Further on in the report, Drummond comes right out and tells us how we got to this point. “The reasons are simple. Beginning in 2003, the Canadian dollar began a strong ascent that lifted it from the persistent lows of the previous decade (around 70 US cents) to the recent highs (around parity with the U.S. dollar) during the past four years, with only a brief dip in late 2008 and early 2009. This surge in the currency made Ontario’s exports more expensive for foreigners to buy and rendered the province’s exporters less competitive, while also making imports cheaper.”

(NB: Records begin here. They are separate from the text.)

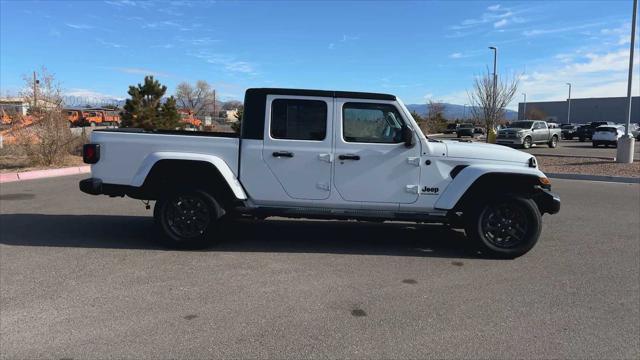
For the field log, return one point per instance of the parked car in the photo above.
(451, 129)
(586, 131)
(323, 154)
(479, 130)
(525, 133)
(465, 129)
(607, 135)
(569, 131)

Combined with the ongoing effects of free trade that allow companies to scurry off to lower wage jurisdictions, our higher dollar helped gut this province’s manufacturing base, and those jobs left behind inevitably paid less. There was also that nasty global recession that lingers still like a cold that no amount of Echinacea can kill off. And let’s not forget the purely ideological slashing of corporate tax rates that led to the logical conclusion of a company like Caterpillar closing up shop and taking its record profits to Indiana because its workers here refused to accept a cut of some 50% to their wages and benefits.

So yeah, there are plenty of reasons why Ontario faces a record deficit and debt. Government spending just doesn’t seem to be high on that list. Why are we so intent on setting it up as the main culprit that needs to be brought to heel?

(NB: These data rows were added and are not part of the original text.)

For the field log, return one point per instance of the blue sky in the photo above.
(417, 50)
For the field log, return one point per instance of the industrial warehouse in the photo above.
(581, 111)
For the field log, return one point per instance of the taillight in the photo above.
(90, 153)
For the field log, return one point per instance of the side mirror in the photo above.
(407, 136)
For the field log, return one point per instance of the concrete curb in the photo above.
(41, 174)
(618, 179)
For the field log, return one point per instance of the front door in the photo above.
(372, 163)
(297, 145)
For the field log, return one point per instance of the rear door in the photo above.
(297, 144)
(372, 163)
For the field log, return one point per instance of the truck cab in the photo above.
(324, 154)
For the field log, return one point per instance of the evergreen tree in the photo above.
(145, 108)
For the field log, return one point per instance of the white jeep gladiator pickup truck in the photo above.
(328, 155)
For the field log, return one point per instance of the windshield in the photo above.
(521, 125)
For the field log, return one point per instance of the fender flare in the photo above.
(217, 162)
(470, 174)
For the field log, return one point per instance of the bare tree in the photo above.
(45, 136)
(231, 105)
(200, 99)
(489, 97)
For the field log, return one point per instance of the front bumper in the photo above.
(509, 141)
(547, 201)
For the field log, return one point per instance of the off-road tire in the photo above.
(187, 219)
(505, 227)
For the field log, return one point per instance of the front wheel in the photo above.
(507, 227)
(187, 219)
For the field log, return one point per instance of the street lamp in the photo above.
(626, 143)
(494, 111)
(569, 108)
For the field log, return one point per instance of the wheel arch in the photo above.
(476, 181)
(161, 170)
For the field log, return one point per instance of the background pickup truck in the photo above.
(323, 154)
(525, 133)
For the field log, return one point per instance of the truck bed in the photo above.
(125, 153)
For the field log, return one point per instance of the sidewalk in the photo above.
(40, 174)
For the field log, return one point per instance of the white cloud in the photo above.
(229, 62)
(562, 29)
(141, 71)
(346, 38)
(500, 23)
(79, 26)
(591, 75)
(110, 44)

I’d be a little more down with the austerity agenda if there was a body of evidence to back up the notion that it’s the way out of our current dire fiscal situation. But so far, I’ve come across precious little of that. Austerity has not yet proven a panacea for places like the U.K., Portugal or Greece. (h/t to The Inverse Square Blog for the info.) And while it may seem a little early in the process to pronounce failure, I think history remains on the countercyclical side, suggesting it’s still too soon to cut-and-run from the idea of more stimulus, more deficits and debt until the economic outlook is a little less bleak.

This isn’t to say we shouldn’t be looking at efficiencies and alternative methods of delivering services that give a bigger bang for the taxpayers’ buck. I just think we’re given huge space to one point of view when clearly our economic problems are multifaceted. Cutting government spending is the easiest option on the table right now as long as it’s made political palatable. That’s the purpose the Drummond Report serves. We best ignore it, however, if we’re searching for actual long term solutions.

warily submitted by Cityslikr

1 thought on “Greece Is The Word

  1. One of the reasons why our spending is the lowest is we are not getting as much money from the federal government. Although our needs are on par with Quebec, we received half as much in federal transfer payments. Check out the article on Peter Gusen’s report for the U of T Mowat Centre for Policy Innovation.